How do proxies handle queries that span multiple partitions?

Proxies typically forward multi-partition queries to a dedicated aggregation node or federated execution engine, as they lack native cross-shard join capabilities. SQL-aware proxies like ProxySQL can rewrite or fan out queries, but the merge step must happen in an upstream coordinator.

What is the latency overhead of adding a proxy routing layer?

Typically 0.5–2ms per request, depending on payload parsing complexity, TLS termination, and connection pool efficiency. This overhead is generally offset by improved routing accuracy and failover speed, particularly under topology changes.

Proxy Routing Architectures for Partitioned Databases

Q: When should I use a database proxy instead of application-level routing?

Use a proxy when you need centralized connection pooling, dynamic topology updates without client redeployment, or unified observability across heterogeneous database engines. Application-level routing is preferable when you need sub-millisecond routing decisions or when the application already owns the partition key extraction logic.
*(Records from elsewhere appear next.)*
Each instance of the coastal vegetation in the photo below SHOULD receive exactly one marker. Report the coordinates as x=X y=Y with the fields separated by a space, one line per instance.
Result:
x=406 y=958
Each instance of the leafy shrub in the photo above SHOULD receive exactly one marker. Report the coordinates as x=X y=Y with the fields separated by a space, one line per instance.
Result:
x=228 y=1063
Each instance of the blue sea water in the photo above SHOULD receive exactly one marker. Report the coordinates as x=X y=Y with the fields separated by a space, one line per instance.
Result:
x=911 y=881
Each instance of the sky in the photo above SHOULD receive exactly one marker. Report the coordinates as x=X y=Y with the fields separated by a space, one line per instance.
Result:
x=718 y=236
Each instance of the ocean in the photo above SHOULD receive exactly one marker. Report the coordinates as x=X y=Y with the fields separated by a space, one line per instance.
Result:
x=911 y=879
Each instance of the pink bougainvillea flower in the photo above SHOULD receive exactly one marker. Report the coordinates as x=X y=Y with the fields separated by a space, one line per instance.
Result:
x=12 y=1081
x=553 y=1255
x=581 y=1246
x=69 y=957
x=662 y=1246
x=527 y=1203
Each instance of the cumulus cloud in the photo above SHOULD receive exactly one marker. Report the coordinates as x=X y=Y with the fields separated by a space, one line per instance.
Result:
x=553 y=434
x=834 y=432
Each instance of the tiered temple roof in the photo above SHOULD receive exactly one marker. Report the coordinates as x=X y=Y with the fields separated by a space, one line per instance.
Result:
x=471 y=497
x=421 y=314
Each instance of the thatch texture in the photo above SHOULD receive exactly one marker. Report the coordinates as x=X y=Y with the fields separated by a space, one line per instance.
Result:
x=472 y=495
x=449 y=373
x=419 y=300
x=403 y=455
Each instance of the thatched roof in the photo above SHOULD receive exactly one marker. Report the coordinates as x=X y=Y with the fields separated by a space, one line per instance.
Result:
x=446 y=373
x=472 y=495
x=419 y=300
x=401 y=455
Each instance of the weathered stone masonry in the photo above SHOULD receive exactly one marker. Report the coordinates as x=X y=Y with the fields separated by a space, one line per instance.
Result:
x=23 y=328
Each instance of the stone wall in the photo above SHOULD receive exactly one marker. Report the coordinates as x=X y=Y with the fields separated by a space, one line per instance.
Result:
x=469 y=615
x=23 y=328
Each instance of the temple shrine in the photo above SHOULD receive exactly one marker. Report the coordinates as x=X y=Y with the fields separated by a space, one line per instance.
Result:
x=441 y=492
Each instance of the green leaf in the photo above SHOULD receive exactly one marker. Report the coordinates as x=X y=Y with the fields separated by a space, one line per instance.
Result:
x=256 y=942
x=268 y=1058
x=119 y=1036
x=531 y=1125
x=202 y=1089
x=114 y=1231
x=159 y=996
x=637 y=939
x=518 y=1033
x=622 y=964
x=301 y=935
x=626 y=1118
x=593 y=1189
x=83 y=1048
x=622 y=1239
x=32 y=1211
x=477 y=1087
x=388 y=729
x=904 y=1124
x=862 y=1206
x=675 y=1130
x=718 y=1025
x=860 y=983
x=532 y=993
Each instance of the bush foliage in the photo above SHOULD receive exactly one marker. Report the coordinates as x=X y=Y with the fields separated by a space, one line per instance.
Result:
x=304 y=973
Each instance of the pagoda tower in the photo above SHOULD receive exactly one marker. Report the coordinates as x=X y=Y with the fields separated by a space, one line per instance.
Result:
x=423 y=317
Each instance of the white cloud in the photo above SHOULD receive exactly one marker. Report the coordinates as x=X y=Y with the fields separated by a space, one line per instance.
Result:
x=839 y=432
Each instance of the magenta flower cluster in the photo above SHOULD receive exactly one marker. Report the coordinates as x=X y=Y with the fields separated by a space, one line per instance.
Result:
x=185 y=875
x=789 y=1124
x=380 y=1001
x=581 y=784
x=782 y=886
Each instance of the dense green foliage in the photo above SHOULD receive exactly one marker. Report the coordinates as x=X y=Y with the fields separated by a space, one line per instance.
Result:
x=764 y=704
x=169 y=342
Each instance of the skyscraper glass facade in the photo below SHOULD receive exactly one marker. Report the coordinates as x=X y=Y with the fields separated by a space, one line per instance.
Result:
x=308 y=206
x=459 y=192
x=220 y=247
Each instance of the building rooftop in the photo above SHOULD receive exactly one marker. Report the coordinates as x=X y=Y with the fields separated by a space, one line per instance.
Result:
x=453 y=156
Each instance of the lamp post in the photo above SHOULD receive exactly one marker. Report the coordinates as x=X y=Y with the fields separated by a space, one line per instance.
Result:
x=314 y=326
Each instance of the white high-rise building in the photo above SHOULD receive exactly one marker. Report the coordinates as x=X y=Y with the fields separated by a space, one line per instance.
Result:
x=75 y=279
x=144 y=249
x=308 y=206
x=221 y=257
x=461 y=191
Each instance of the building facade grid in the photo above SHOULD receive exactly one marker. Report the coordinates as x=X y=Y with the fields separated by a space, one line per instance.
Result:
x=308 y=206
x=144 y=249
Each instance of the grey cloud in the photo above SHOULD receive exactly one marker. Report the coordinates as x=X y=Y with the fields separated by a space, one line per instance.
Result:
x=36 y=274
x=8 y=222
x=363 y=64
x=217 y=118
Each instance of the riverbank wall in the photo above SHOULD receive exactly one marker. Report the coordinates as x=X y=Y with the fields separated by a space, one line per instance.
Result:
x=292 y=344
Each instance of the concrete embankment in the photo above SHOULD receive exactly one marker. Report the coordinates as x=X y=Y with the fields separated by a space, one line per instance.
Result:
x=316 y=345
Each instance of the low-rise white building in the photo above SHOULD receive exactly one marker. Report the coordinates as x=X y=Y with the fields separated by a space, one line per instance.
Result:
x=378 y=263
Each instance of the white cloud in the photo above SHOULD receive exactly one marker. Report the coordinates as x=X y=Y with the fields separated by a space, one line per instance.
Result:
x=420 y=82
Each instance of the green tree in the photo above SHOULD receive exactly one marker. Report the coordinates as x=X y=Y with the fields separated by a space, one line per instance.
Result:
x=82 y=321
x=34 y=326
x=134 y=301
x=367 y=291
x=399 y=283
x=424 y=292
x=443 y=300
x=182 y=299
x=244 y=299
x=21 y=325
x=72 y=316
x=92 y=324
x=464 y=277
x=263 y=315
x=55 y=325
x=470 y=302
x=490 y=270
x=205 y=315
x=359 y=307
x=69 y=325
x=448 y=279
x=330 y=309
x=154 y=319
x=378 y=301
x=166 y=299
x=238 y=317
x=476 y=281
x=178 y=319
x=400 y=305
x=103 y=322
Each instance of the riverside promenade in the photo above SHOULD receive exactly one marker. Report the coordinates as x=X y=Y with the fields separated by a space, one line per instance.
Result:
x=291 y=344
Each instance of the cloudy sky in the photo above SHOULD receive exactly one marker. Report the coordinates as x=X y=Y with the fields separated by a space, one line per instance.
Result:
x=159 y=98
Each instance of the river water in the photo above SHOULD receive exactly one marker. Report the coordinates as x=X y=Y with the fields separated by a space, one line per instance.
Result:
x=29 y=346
Proxy routing architectures sit between application servers and partitioned database backends, centralising connection management, shard selection, and failover logic in a dedicated network tier. This page is part of Cross-Partition Querying & Aggregation Strategies and covers when and how to operate a proxy layer, contrasting it with application-level sharding logic where the client owns routing decisions.

Problem Framing

At modest scale a single write primary handles routing implicitly. Once you cross roughly 10 M rows per table or 5 k concurrent connections, the routing problem becomes operational: you need topology-aware connection pooling, zero-downtime shard rebalancing, and a single place to enforce read/write splitting — without redeploying application code every time a shard moves.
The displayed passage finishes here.